Most vulnerable groups are also poor, many suffering from extreme poverty. From a human rights perspective, poverty is now seen more and more as the deprivation of capabilities rather than merely as lowness of incomes.
The preceding findings suggest that the incidence of severe deprivation is by far more pronounced with respect to sanitation than in the other basic human needs in the country. Diarrhoea, a sanitation-related disease is one of the major causes of child morbidity and mortality in Ghana. One in 5 children had diarrhoea in the 2 weeks preceding the 2008 GDHS (GSS et al., 2009). Exposure to diarrhoea-causing agents is frequently related to the use of contaminated water as well as to unhygienic practices in food preparation and disposal of excreta. It is therefore important to raise national awareness on poor sanitation and its effects on the health and development of the children.
To this end, it is crucial for the government to formulate a comprehensive national sanitation policy with a view to ensuring effective sanitation delivery for the attainment of the Millennium Development Goals on sanitation in Ghana. Quality of sanitation and water sources is related to quality of housing. Access to improved sanitation in particular is more likely to be realised when policies and regulations regarding housing are implemented more effectively in Ghana and the expected benefits are substantial. According to a PRB and Child Trends (2002) study, safe water supply and effective means of sanitary disposal are two key factors in disease prevention.

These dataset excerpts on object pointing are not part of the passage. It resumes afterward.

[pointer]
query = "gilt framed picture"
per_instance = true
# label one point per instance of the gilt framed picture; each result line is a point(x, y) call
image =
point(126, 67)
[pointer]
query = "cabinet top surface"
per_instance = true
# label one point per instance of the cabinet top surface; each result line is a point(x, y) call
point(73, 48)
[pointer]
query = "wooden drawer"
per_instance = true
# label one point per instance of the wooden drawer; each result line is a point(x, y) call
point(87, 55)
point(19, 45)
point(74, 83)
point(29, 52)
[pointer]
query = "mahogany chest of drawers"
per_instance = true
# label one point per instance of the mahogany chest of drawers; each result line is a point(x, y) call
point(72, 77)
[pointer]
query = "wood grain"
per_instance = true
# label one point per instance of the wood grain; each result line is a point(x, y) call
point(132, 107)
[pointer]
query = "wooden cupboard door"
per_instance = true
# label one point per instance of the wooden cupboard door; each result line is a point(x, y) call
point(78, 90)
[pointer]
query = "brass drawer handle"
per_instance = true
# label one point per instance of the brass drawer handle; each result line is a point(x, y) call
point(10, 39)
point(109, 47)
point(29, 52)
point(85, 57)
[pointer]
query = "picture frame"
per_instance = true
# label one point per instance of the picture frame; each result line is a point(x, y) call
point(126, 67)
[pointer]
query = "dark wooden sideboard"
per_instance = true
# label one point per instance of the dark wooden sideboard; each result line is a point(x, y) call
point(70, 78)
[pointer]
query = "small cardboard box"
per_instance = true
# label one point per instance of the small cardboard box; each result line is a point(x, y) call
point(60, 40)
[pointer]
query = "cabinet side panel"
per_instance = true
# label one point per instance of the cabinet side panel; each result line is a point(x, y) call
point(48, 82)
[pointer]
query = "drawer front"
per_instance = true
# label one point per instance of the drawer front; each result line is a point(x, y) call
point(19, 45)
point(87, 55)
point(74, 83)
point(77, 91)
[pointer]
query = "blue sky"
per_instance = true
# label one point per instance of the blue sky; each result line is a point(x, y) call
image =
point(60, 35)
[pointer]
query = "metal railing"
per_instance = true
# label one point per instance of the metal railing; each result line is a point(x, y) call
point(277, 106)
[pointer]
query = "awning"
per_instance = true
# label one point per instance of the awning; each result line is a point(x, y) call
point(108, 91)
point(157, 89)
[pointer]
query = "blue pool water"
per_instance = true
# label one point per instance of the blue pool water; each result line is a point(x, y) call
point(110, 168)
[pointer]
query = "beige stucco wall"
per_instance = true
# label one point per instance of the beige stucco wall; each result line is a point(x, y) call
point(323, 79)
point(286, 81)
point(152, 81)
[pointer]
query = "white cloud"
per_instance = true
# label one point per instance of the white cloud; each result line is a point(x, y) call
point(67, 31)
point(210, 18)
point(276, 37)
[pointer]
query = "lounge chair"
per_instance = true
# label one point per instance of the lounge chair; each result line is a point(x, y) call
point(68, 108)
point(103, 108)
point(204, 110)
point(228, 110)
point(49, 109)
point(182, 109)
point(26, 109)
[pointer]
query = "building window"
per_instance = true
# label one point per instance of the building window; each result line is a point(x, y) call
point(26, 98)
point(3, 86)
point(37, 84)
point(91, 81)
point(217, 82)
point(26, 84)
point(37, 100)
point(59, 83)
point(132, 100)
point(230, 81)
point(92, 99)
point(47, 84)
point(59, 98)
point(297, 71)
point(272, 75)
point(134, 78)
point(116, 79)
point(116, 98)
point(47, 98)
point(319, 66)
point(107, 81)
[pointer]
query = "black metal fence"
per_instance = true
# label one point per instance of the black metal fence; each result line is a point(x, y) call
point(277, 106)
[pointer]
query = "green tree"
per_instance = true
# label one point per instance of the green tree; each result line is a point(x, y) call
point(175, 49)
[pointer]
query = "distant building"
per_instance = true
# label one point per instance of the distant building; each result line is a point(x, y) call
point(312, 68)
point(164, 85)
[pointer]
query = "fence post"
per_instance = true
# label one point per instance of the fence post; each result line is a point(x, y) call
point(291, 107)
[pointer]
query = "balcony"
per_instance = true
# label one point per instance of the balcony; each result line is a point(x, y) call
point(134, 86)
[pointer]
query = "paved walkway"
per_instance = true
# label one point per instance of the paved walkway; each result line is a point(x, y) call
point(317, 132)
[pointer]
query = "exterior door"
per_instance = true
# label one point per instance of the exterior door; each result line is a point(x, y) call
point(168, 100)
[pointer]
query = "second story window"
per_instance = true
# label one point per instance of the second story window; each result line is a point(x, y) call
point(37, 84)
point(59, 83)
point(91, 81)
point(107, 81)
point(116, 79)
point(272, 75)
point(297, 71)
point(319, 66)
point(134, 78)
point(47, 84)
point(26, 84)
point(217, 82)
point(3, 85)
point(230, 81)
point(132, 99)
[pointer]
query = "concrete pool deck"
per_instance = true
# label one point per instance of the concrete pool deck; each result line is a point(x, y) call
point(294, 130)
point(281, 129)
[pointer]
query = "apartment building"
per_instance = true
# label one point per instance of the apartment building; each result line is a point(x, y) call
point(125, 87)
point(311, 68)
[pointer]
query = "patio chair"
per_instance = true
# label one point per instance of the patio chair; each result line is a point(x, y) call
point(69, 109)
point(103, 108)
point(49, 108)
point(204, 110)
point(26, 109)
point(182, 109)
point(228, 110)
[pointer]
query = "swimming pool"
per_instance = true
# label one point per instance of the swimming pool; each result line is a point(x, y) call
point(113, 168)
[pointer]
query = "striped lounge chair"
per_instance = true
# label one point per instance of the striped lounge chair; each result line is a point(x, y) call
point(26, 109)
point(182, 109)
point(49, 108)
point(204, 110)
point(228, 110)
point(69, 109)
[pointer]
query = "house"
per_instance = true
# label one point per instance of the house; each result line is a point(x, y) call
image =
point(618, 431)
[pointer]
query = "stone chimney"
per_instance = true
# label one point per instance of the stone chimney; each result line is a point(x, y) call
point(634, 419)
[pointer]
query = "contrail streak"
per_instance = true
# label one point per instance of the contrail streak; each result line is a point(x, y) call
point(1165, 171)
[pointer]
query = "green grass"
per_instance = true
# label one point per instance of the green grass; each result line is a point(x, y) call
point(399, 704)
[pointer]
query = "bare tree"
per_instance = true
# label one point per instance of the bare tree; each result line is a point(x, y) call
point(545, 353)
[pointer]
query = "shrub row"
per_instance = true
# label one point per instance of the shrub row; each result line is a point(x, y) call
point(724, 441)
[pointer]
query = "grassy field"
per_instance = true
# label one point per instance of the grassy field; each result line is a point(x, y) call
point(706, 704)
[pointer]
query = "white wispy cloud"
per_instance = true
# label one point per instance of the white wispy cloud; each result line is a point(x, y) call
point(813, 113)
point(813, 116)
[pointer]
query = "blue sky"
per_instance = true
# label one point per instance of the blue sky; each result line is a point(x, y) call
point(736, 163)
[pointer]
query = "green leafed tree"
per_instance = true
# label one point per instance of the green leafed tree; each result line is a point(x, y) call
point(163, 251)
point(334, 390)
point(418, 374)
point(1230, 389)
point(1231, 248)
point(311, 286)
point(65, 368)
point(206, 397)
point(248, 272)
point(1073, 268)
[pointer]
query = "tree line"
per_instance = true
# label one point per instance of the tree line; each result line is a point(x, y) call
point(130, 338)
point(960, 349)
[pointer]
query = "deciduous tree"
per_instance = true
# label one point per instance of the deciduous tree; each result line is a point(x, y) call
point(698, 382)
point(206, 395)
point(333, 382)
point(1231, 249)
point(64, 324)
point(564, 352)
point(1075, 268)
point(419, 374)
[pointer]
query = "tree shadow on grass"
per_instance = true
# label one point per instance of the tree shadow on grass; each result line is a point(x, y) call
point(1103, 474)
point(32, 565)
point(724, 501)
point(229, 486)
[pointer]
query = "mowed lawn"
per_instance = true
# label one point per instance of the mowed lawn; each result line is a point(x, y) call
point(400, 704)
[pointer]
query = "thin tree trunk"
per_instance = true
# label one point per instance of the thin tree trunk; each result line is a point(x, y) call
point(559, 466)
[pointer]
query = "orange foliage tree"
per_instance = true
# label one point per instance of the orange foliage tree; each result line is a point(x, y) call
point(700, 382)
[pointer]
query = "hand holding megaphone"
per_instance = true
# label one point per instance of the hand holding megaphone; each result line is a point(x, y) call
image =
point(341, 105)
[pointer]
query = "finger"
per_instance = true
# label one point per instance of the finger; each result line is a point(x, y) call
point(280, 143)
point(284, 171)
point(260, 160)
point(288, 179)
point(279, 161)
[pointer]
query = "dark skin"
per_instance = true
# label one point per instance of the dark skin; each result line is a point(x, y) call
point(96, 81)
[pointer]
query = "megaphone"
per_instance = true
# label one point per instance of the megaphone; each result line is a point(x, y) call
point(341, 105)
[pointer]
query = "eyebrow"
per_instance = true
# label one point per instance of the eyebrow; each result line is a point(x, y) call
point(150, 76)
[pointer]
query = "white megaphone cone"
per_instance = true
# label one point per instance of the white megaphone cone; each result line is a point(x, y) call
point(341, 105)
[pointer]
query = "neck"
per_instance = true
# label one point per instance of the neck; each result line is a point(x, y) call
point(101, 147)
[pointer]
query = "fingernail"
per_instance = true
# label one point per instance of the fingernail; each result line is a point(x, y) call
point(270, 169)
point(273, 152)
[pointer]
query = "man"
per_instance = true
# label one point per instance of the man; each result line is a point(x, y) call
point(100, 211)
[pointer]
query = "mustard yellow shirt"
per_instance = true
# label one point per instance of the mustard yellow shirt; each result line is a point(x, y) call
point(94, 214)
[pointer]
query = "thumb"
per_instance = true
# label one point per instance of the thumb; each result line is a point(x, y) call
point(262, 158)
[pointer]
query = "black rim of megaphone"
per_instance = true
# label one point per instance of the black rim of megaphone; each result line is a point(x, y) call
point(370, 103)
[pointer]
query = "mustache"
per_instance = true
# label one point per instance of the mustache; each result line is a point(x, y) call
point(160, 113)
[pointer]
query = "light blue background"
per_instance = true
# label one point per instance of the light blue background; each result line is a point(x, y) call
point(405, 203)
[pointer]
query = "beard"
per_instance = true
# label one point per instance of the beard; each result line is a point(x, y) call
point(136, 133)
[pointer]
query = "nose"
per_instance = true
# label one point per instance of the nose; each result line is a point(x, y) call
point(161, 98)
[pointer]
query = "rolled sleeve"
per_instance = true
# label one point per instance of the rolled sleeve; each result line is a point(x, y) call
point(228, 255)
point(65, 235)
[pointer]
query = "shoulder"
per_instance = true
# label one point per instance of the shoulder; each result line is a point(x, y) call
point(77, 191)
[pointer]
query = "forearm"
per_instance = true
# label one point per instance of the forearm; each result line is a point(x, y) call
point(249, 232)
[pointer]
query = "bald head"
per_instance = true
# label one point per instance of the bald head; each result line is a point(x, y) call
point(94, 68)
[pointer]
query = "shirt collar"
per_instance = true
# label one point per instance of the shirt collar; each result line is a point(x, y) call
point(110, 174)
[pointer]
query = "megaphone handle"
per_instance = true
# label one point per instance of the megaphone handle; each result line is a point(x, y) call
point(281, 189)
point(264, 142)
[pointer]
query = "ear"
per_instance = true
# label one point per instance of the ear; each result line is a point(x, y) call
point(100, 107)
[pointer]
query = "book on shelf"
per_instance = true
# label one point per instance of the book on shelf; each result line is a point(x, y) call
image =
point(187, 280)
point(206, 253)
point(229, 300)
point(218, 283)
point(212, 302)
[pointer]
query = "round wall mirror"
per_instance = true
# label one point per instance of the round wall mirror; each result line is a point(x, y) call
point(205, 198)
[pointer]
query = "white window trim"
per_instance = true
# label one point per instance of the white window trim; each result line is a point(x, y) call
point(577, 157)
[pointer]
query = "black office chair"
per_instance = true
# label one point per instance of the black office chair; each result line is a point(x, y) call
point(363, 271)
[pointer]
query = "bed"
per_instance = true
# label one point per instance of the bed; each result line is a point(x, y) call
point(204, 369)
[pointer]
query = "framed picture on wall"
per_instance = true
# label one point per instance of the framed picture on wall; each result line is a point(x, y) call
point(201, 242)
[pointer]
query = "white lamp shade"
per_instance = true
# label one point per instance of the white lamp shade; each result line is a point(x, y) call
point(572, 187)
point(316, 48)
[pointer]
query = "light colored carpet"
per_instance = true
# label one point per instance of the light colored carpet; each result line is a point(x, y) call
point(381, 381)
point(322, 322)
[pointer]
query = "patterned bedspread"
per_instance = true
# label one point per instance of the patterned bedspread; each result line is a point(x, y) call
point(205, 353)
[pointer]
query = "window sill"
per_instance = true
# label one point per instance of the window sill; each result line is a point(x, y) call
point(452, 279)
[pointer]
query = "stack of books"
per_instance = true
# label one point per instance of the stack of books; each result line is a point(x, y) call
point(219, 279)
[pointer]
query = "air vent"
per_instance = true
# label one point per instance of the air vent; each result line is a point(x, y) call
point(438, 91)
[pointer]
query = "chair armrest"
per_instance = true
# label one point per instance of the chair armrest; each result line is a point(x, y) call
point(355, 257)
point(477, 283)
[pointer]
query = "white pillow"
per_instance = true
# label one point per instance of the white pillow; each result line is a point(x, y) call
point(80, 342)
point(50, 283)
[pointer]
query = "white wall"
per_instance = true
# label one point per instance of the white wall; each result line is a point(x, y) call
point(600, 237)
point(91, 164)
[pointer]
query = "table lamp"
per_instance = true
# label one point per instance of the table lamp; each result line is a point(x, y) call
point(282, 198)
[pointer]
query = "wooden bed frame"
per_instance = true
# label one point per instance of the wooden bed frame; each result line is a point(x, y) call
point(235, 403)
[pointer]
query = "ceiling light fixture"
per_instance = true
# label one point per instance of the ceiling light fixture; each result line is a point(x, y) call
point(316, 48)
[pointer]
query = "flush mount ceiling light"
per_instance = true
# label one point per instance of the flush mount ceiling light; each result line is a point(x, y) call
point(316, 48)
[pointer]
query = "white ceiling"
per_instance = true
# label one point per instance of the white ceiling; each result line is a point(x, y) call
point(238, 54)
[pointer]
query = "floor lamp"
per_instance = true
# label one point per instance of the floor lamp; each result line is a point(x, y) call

Their study found out that the incidence of diarrhoea can be reduced by 22% and deaths due to diarrhoea by 65% when safe water and effective means of sanitary disposal are available to households that raise young children. A study by Badasu (2009) on the effect of housing facility on nutritional and health status of under-fives in Accra also indicates that children in households that have no toilet facility are four times more likely to be wasted than their counterparts in households that have. As children resident in households where the heads are not educated, poor or living in the northern part of the country are more likely to be severely deprived, the importance of formal education for all cannot be over-emphasized.
Higher education undoubtedly brings a wide range of personal, financial other lifelong benefits to the recipient. Higher levels of education correspond to lower levels of unemployment and poverty since higher education can significantly increase incomes and the rate of economic growth.
The government should continue to encourage increased participation and completion of higher education to improve the lives of children and the society to which they belong. Ghana can also realize the demographic dividend that some Asian countries are benefiting from when such investments are made in the children population of the country. The northern part of the country should be targeted for special interventions (such as citing of multinational industries and public universities, tertiary admission concessions and scholarships to children up to university level) designed in order to improve the socio-economic development of that part of Ghana.
Finally, sustained efforts should be made to implement child related policies and programmes to ensure that Ghanaian children receive the best possible care in life to guarantee their survival in a knowledge-based world. This will go a long way toward eliminating child poverty and disparities in the Ghanaian context.